Van Heusen’s bespoke pitch

admin

February 3, 2015

Sharleen D’souza, Business Standard

Mumbai, 3 February 2015

In search of the next sales pitch, some of Madura Fashion and Lifestyle’s (part of Aditya Birla Nuvo) apparel brands are turning to customisation. The first to let consumers have a go at it was Madura’s Louis Philippe, but that was seven-eight years ago. Now, Van Heusen, its mid-to-premium formal clothing brand and its casual clothing brand extension, V Dot, are set to take it up on a mass level.

Ironically, the readymade apparel market flourished and overtook the unorganised tailoring segment when customers eschewed bespoke shirts and pants. And yet, one of the major readymade players is bringing some of the latter’s characteristics back.

Van Heusen is calling the move MY FIT, and it will run parallel with its regular readymade offerings. Van Heusen’s entire range will be customisable in the next one month, at its own stores. The consumer can change the collar style, sleeve length and add or take an inch or two for a better fit.

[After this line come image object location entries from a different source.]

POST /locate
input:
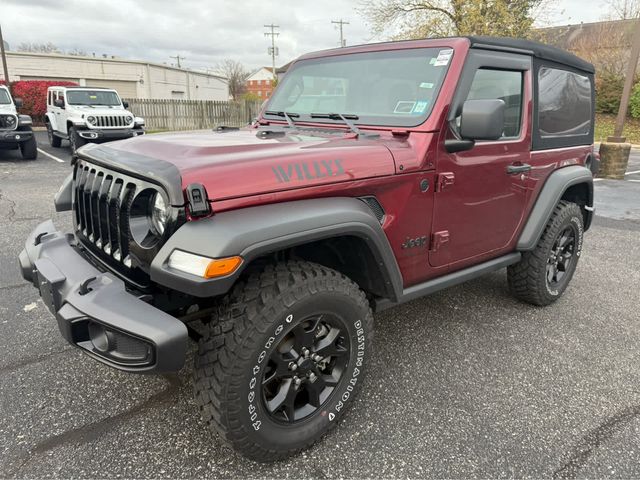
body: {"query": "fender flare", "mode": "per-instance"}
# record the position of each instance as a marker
(555, 186)
(256, 231)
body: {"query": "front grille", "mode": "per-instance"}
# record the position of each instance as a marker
(102, 201)
(111, 121)
(4, 122)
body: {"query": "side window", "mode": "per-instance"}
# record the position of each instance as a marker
(505, 85)
(564, 107)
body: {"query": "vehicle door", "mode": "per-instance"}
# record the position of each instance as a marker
(481, 193)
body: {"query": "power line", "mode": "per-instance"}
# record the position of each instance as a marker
(343, 42)
(273, 50)
(178, 57)
(4, 61)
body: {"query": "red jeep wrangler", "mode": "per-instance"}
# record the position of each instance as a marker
(375, 175)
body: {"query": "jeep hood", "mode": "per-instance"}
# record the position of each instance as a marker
(242, 163)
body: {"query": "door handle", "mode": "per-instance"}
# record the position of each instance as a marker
(518, 168)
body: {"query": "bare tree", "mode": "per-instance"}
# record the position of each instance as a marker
(606, 45)
(623, 9)
(405, 19)
(236, 76)
(38, 47)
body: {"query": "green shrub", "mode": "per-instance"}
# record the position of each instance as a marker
(634, 101)
(608, 93)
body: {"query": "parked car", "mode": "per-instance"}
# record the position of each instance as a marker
(88, 114)
(15, 130)
(376, 174)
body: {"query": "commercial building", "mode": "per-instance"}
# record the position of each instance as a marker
(132, 78)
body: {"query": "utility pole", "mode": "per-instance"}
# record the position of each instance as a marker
(343, 42)
(273, 50)
(628, 85)
(178, 57)
(614, 153)
(4, 60)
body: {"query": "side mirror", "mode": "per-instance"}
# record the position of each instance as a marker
(482, 119)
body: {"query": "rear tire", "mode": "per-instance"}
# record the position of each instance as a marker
(258, 384)
(543, 274)
(29, 149)
(53, 140)
(75, 140)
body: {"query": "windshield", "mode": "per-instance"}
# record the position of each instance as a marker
(391, 88)
(4, 97)
(93, 97)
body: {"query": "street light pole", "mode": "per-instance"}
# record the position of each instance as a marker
(4, 60)
(628, 86)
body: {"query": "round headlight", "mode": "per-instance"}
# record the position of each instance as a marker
(148, 218)
(159, 213)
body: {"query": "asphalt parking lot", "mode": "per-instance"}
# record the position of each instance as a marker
(465, 383)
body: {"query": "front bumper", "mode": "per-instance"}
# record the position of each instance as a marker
(97, 135)
(15, 136)
(94, 310)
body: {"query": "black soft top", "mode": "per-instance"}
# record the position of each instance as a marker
(536, 49)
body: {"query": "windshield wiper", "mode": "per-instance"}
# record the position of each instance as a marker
(346, 118)
(287, 116)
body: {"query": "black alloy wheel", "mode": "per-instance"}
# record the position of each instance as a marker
(561, 257)
(305, 367)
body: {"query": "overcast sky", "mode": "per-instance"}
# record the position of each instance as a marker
(206, 31)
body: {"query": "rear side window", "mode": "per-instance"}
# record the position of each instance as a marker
(564, 105)
(505, 85)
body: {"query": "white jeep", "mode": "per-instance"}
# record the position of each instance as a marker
(15, 130)
(88, 114)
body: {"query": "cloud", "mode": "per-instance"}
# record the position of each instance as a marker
(204, 32)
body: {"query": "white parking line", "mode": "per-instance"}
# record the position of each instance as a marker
(51, 156)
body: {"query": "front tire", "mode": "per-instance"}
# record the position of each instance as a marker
(283, 358)
(543, 274)
(29, 149)
(75, 140)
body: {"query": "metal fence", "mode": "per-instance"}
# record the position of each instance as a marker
(192, 114)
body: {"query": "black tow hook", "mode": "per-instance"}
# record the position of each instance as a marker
(84, 286)
(38, 239)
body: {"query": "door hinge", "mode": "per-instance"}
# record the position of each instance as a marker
(444, 180)
(438, 239)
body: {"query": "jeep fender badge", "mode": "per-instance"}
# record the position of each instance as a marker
(198, 200)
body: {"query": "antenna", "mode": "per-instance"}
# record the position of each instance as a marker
(273, 50)
(340, 23)
(178, 58)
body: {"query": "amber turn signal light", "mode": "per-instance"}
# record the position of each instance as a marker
(222, 266)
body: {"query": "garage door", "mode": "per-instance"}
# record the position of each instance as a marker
(124, 88)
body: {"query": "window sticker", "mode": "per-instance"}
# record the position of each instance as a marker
(420, 106)
(404, 106)
(443, 58)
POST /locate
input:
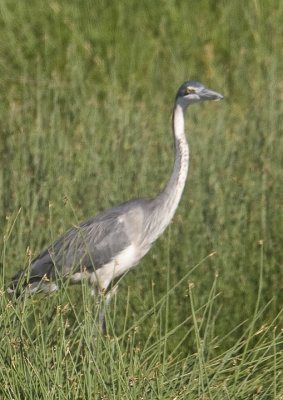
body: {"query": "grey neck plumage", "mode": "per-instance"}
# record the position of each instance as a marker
(166, 203)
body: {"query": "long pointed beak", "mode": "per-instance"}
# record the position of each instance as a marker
(207, 94)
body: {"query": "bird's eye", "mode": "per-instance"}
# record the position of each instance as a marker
(190, 90)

Van Heusen is betting on the fact that most of its competition, such as Park Avenue (Raymond), Zodiac and Blackberry, operating in the same price range, do not offer such customisation. However, it will go up against Raymond’s ‘Made to Measure’. Both will now have shirts priced upwards of Rs 2,000 (inclusive of Van Heusen’s extra charge of Rs 300 for customisation). In case of Louis Philippe, customised shirts begin at Rs 6,000.

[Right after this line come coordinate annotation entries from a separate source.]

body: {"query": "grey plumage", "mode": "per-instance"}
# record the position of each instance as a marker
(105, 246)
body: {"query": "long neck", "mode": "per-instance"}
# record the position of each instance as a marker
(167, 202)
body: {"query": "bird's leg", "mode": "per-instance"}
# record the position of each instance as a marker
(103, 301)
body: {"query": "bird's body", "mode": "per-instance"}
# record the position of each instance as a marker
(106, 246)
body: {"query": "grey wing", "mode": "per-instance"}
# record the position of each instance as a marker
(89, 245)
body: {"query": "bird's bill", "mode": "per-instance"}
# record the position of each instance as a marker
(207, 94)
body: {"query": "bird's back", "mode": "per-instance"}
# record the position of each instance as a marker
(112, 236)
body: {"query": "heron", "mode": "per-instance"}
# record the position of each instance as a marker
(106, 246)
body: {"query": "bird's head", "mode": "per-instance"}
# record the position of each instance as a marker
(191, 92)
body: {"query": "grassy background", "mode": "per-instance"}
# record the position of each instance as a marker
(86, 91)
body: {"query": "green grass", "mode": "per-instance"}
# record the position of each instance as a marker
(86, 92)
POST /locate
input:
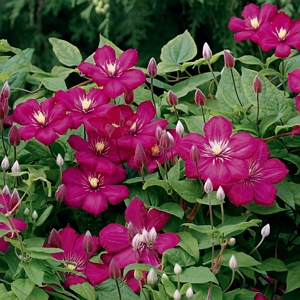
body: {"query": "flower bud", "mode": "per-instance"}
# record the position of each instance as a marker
(265, 230)
(208, 186)
(128, 97)
(189, 293)
(220, 193)
(88, 243)
(177, 295)
(152, 277)
(228, 59)
(172, 98)
(5, 163)
(199, 98)
(177, 269)
(179, 128)
(257, 84)
(59, 160)
(54, 239)
(233, 265)
(195, 154)
(152, 67)
(140, 158)
(16, 167)
(206, 52)
(114, 269)
(14, 136)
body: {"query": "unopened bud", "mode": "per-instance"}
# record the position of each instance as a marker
(16, 167)
(152, 67)
(233, 265)
(140, 158)
(88, 243)
(172, 98)
(114, 270)
(200, 98)
(206, 52)
(177, 269)
(257, 84)
(61, 192)
(5, 163)
(152, 277)
(228, 59)
(265, 230)
(54, 239)
(177, 295)
(208, 186)
(14, 136)
(59, 160)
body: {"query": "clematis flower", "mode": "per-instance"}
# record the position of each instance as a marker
(254, 18)
(222, 154)
(15, 225)
(281, 33)
(92, 190)
(42, 120)
(263, 173)
(83, 106)
(140, 242)
(114, 74)
(76, 258)
(97, 152)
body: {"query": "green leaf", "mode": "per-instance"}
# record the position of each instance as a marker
(66, 53)
(85, 290)
(196, 275)
(180, 49)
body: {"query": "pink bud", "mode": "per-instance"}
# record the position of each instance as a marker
(128, 97)
(140, 158)
(60, 194)
(200, 98)
(206, 52)
(88, 243)
(172, 98)
(152, 67)
(54, 239)
(14, 136)
(195, 154)
(257, 84)
(228, 59)
(114, 270)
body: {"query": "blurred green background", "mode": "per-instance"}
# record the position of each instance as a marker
(145, 25)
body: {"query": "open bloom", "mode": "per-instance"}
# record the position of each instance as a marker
(92, 190)
(114, 74)
(42, 120)
(281, 33)
(253, 19)
(140, 242)
(263, 173)
(77, 259)
(222, 154)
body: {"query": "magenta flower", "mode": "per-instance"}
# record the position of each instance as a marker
(42, 120)
(83, 106)
(92, 190)
(254, 18)
(263, 173)
(222, 155)
(76, 259)
(98, 152)
(281, 33)
(140, 241)
(114, 74)
(15, 225)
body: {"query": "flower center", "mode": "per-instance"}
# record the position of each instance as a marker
(40, 117)
(254, 23)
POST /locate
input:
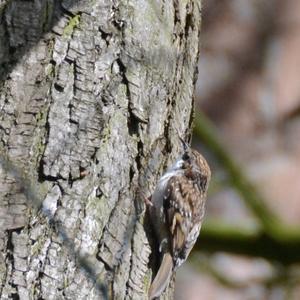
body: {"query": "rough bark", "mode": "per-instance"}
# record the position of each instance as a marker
(93, 97)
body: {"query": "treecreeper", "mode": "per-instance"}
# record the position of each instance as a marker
(176, 211)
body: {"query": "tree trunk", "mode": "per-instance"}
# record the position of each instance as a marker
(93, 97)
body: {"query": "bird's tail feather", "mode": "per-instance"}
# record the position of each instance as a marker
(162, 277)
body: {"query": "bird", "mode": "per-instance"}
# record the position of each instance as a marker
(177, 211)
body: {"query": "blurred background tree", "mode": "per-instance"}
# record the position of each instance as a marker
(248, 87)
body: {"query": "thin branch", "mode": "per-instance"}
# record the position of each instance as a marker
(272, 227)
(218, 236)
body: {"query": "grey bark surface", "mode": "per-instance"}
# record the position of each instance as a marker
(93, 96)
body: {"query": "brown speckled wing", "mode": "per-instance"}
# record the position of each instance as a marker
(184, 208)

Van Heusen will deliver the garment in seven to nine days, with plans to cut short the delivery time to five to six days. “We are looking at a deeper customer engagement with the brand. This is a complete change in our business model,” says Vinay Bhopatkar, chief operating officer of Van Heusen.

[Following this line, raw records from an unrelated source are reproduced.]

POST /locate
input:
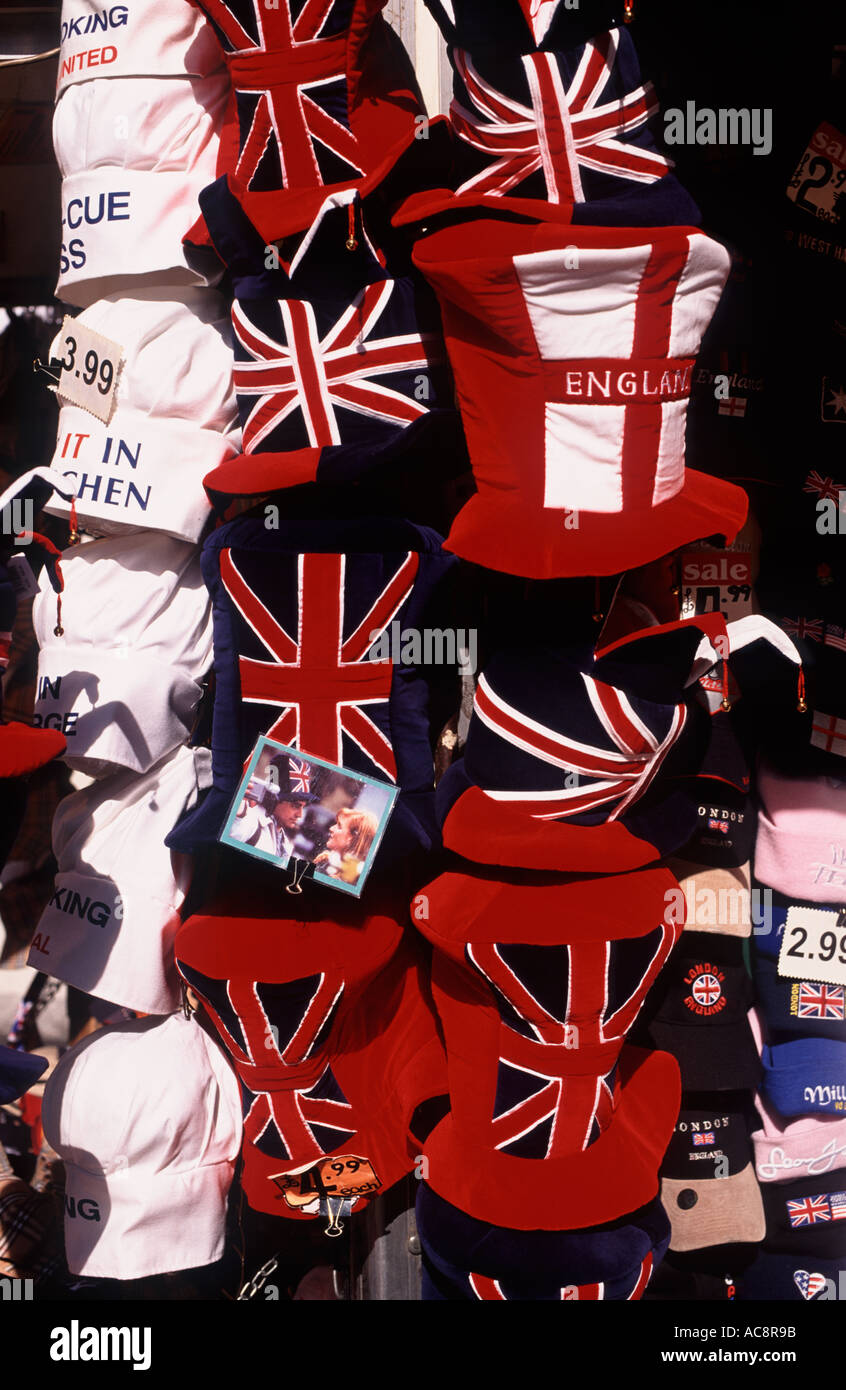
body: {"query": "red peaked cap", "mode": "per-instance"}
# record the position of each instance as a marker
(571, 761)
(573, 350)
(356, 1047)
(554, 1123)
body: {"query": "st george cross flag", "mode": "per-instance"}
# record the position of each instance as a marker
(339, 362)
(321, 92)
(573, 128)
(296, 615)
(573, 350)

The jury of experts seems to be divided on the move. Some feel that customers walk into a branded readymade apparel store because they want to buy what is available and not spend their resources of time and money to add to that task. “Customers want a complete product when they walk in. They are not designers who would want to alter a product if they are not happy with it,” says Prashant Agarwal, joint-MD of retail consultant, Wazir Advisors.

Yet others say the hybrid model could be a way forward. “It is a fairly significant move for the brand. For a customer, buying readymade clothes is a question of trial and error. Not every product suits the body frame. The concept of the brand going back to the single piece is huge,” says Devangshu Dutta, chief executive at Third Eyesight, a retail consultancy firm.

Aditya Birla Nuvo, which has been shoring up its apparel business by not just adding to the count of its branded stores but also with acquisitions such as Pantaloons, has been trying to include a greater scope for customisation across its brands. Besides Louise Phillipe and Van Heusen, its casual clothing brand, Allen Solly, too, had introduced the option of choosing from a palette of 670 dyes for a custom colour, last year. These options can also drive footfall to the brands’ exclusive stores where these are available, rather than shop-in-shops or multi-brand outlets where trade margins are lower.

Van Heusen’s litmus test would be the extension of MY FIT to its women’s line in the next few months, as Bhopatkar informs. Launched in 2007 but scaled up since 2013, it contributes 10 per cent to revenues (in 2013-14, Van Heusen’s total sales stood at Rs 1,500 crore). Women’s readymade clothes are the largest ready-to-wear segment and Van Heusen claims its business is growing at 30-40 per cent.

The brand will dedicate 10 per cent of its in-house manufacturing capacity to customisation. The store staff,too, has been trained to guide customers.

The overall apparel market is around Rs 2.75 lakh crore of which branded apparel is around 25 per cent.